A: Most people hold their breath and focus all their attention on their genitals, so that's where the orgasm is, just in the genitals. If you want to have a more full body experience you learn to work with your own breathing. And when you take deep breaths it pulls the energy up to your heart, your throat, then the top of your head. You go on to much higher states of ecstasy. The more you breathe the more sexual energy you're going to have, the more it's going to go throughout your body. And it's totally safe sex.
Again, it's not for everyone. It's just a technique, but simple techniques do work when you practice them.
L: Have you ever done an all lesbian workshop?
A: I run some workshops probably half lesbian, half het.
L: If I were there I'd probably tell you some of the lesbians were also bi and some of the hets too.

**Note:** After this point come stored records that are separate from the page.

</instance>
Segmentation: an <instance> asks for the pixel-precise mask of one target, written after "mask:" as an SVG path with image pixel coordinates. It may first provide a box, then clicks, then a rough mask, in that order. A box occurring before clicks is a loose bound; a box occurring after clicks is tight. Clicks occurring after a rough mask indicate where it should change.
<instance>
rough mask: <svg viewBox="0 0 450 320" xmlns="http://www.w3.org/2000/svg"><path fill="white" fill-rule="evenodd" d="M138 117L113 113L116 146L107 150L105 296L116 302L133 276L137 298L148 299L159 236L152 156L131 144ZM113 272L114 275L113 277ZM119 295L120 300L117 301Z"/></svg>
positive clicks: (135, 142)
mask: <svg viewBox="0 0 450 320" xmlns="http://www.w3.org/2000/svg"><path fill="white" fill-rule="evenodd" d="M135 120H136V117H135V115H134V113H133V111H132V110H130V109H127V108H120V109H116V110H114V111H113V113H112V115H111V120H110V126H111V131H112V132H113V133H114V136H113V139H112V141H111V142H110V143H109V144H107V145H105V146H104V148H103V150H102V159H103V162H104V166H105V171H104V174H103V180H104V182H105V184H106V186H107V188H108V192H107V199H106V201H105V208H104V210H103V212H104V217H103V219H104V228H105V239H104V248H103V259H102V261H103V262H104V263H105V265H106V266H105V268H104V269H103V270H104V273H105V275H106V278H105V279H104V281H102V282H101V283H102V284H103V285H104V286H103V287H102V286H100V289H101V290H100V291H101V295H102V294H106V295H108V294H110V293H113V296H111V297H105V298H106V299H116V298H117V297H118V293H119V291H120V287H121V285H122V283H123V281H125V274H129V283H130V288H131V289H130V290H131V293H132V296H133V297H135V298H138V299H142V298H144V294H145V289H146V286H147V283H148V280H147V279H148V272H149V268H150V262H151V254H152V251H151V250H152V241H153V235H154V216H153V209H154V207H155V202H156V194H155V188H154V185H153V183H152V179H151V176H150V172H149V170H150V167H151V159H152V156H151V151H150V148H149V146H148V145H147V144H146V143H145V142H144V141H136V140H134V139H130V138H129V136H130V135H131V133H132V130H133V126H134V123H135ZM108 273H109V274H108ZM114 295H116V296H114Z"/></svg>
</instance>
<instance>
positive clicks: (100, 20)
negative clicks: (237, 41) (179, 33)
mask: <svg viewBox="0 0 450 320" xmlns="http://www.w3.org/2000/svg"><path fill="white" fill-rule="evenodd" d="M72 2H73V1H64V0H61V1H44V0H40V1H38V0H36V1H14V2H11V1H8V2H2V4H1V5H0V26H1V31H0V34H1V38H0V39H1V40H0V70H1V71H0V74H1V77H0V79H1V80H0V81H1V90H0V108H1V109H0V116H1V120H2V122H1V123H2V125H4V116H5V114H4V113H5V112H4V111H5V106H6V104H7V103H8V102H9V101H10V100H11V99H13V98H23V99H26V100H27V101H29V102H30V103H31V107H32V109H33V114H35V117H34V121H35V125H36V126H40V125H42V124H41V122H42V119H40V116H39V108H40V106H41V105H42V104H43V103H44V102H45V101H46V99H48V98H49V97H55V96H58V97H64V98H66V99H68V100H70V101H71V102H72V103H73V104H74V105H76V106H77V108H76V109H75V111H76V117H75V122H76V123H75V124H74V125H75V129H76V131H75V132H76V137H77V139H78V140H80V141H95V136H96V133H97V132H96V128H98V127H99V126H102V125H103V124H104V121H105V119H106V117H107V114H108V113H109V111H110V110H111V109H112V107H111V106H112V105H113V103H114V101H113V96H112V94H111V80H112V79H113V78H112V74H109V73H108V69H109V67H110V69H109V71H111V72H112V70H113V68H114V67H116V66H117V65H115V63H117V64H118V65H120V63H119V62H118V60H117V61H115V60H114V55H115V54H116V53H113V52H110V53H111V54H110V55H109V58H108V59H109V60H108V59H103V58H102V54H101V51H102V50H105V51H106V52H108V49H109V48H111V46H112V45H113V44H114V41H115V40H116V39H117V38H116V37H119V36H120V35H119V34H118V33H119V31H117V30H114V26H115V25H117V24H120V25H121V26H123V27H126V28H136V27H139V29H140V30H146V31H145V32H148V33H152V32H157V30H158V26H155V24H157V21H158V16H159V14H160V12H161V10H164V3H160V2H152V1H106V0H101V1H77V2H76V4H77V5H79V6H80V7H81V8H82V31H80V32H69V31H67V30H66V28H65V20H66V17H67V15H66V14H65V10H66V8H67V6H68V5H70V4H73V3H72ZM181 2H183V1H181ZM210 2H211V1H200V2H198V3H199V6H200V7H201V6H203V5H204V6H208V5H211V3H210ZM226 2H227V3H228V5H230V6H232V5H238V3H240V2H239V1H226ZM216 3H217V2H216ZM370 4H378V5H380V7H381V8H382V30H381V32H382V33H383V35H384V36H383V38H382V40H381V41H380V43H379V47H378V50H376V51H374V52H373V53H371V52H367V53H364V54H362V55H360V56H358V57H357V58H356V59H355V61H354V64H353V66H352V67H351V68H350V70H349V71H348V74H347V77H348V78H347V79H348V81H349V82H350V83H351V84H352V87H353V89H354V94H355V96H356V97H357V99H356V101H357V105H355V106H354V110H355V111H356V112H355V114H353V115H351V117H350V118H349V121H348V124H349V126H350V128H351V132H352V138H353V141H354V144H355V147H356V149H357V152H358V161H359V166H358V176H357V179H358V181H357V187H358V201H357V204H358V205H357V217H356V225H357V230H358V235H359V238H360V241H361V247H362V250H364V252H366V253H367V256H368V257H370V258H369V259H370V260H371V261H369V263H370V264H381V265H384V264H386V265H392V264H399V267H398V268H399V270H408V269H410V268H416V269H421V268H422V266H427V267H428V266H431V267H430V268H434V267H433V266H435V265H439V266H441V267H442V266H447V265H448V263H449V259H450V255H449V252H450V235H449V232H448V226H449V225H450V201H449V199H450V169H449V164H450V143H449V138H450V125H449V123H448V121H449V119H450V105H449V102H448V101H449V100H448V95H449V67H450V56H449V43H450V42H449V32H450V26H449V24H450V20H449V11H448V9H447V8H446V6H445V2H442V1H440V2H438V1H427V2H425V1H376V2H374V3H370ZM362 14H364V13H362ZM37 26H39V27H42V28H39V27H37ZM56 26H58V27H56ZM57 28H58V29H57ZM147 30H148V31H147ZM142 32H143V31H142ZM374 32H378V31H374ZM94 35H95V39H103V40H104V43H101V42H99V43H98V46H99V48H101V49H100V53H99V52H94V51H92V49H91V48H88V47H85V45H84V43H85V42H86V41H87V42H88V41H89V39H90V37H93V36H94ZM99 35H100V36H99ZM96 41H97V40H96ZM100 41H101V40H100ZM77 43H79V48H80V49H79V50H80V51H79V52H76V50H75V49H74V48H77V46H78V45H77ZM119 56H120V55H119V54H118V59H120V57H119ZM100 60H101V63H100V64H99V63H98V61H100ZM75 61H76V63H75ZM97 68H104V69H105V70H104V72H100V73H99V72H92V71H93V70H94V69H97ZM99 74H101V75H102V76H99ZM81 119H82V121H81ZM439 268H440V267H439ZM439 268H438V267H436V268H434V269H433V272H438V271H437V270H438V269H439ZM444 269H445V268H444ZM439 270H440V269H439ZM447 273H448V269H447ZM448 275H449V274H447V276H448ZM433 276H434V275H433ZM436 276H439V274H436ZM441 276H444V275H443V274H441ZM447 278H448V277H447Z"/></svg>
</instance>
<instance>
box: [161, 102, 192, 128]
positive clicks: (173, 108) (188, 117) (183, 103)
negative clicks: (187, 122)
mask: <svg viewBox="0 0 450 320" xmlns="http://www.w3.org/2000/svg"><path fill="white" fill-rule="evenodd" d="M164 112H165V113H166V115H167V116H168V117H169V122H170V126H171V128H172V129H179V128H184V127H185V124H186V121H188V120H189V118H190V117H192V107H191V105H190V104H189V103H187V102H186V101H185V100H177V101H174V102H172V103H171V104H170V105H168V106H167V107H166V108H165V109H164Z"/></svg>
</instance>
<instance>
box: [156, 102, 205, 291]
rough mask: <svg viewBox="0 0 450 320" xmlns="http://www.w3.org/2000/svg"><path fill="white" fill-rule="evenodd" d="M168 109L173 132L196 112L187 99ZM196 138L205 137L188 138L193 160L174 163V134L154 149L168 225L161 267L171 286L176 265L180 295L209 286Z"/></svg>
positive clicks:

A: That's probably true. I'm sure a lot of the women come to my workshops because they want to be erotic with women, it's an all women's group.
L: It's safer.
A: And there's no actual sex, yet it's totally ecstasic. In the 4-day one it can get pretty wild though. But people don't consider that sex because they're not going down on each other, it's just breathing on the floor.
L: But they come.
A: Well to me that's sex, to me everything is sex, but, in their terms, it's not partner-sex. To me, the television is sex, the bed is sex, the sky is sex, you're sex, I'm sex, everything is sex.